In testing apparently....

https://www.businessinsider.com/amtrak-reveals-exterior-of-new-acela-trains-in-video-2020-1


----------



## Fire21 (Mar 9, 2014)

The cars look nice. I think the loco is UGLY...looks like some sort of alien monster. They said the train would have 25% more seats...is that because of added cars or are they scrunching seats tighter like the airlines did?


----------



## J.Albert1949 (Feb 3, 2018)

That thing is ugly, particularly the locomotive.
The cars look like overgrown talgo coaches.

The original Acela looked better (and I never cared for its looks, either).
I only "ran" the original Acela in the "simulator" in Wilmington.
The jobs were based out of NYC and Boston, and I worked in New Haven.
Wouldn't have wanted to be on those jobs, anyway.


----------



## Severn (May 13, 2016)

I suspect but don't know that's in a test set up form. the paint jobs are simple, there's no splashy graphics. i have no problem with it myself. 

I've been poking around and in HO there only seems to be bachmann HO set for the current one. It's not that expensive and a quick look at it on a vid, suggests its nice enough.

Yet i don't understand why they only packaged it as RTR set with track and controller.

Leave that out and I bet you could shave $100 off the prices, maybe... Ok maybe not that much but I suspect you'd sell more.
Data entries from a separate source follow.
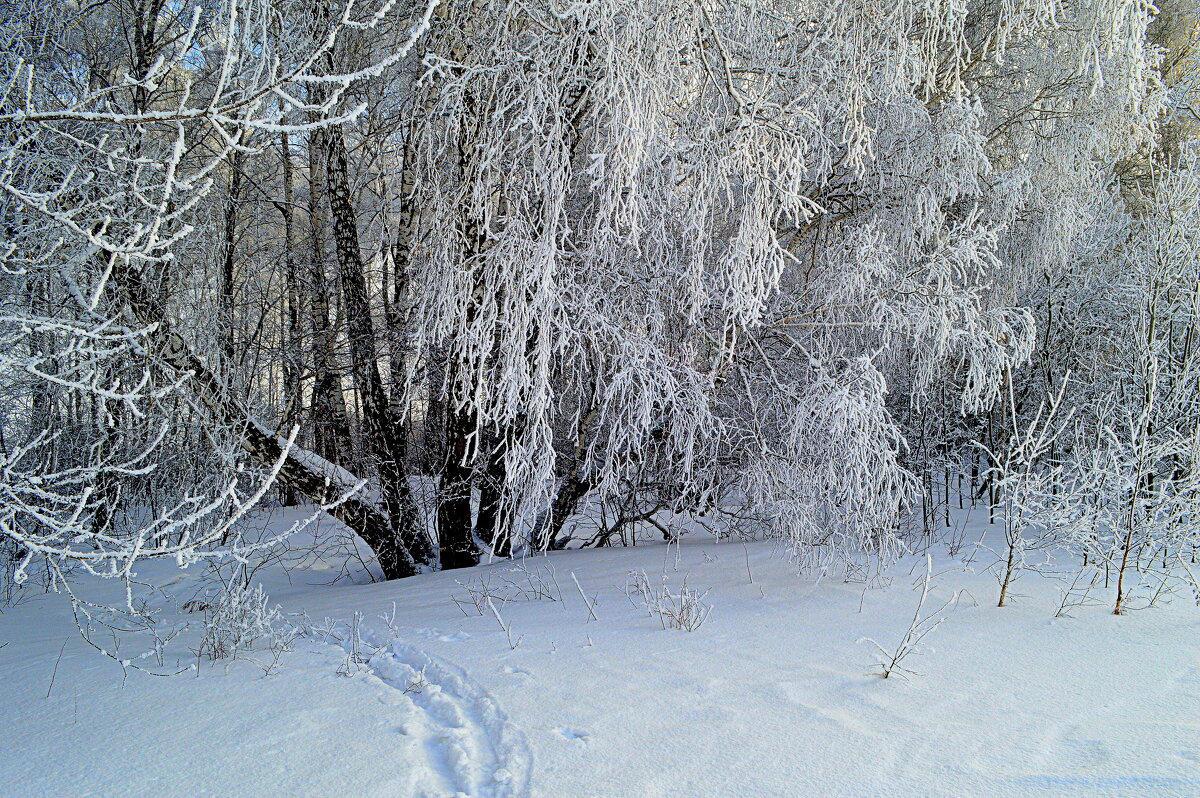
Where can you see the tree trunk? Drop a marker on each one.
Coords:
(307, 473)
(331, 427)
(385, 439)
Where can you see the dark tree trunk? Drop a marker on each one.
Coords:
(385, 439)
(331, 427)
(456, 537)
(493, 525)
(299, 469)
(293, 395)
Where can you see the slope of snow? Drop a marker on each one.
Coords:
(775, 695)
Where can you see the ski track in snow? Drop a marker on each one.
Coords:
(472, 747)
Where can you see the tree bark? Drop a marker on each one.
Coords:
(385, 439)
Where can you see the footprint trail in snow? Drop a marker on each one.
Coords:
(471, 747)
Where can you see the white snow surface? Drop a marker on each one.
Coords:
(775, 695)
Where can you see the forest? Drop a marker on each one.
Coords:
(490, 281)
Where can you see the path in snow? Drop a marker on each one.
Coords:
(471, 747)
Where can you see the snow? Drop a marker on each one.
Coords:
(774, 695)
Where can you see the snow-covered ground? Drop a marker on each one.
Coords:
(777, 694)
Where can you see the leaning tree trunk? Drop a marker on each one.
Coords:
(331, 427)
(385, 439)
(307, 473)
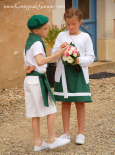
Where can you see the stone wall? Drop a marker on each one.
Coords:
(13, 35)
(106, 30)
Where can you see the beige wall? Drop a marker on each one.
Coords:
(106, 30)
(13, 35)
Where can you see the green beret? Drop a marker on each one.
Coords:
(36, 21)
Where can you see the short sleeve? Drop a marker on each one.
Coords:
(89, 53)
(57, 44)
(37, 48)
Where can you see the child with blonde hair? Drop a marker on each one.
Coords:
(39, 99)
(71, 85)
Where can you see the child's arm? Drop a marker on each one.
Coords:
(28, 69)
(44, 60)
(89, 54)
I hope perhaps Bachmann or someone else offers this in a timely manner & perhaps also not as a RTR set.

(simulator?)

anyway i found the actual vid -- https://media.amtrak.com/media-images/new-acela-fleet-on-the-move/

And I will go on record as saying i like the droop nose! I do... i think it looks cool. I think the rear of engine should match the coaches in outline though. (there appears to be a little angular shape to the couches no reflected in the engine)


----------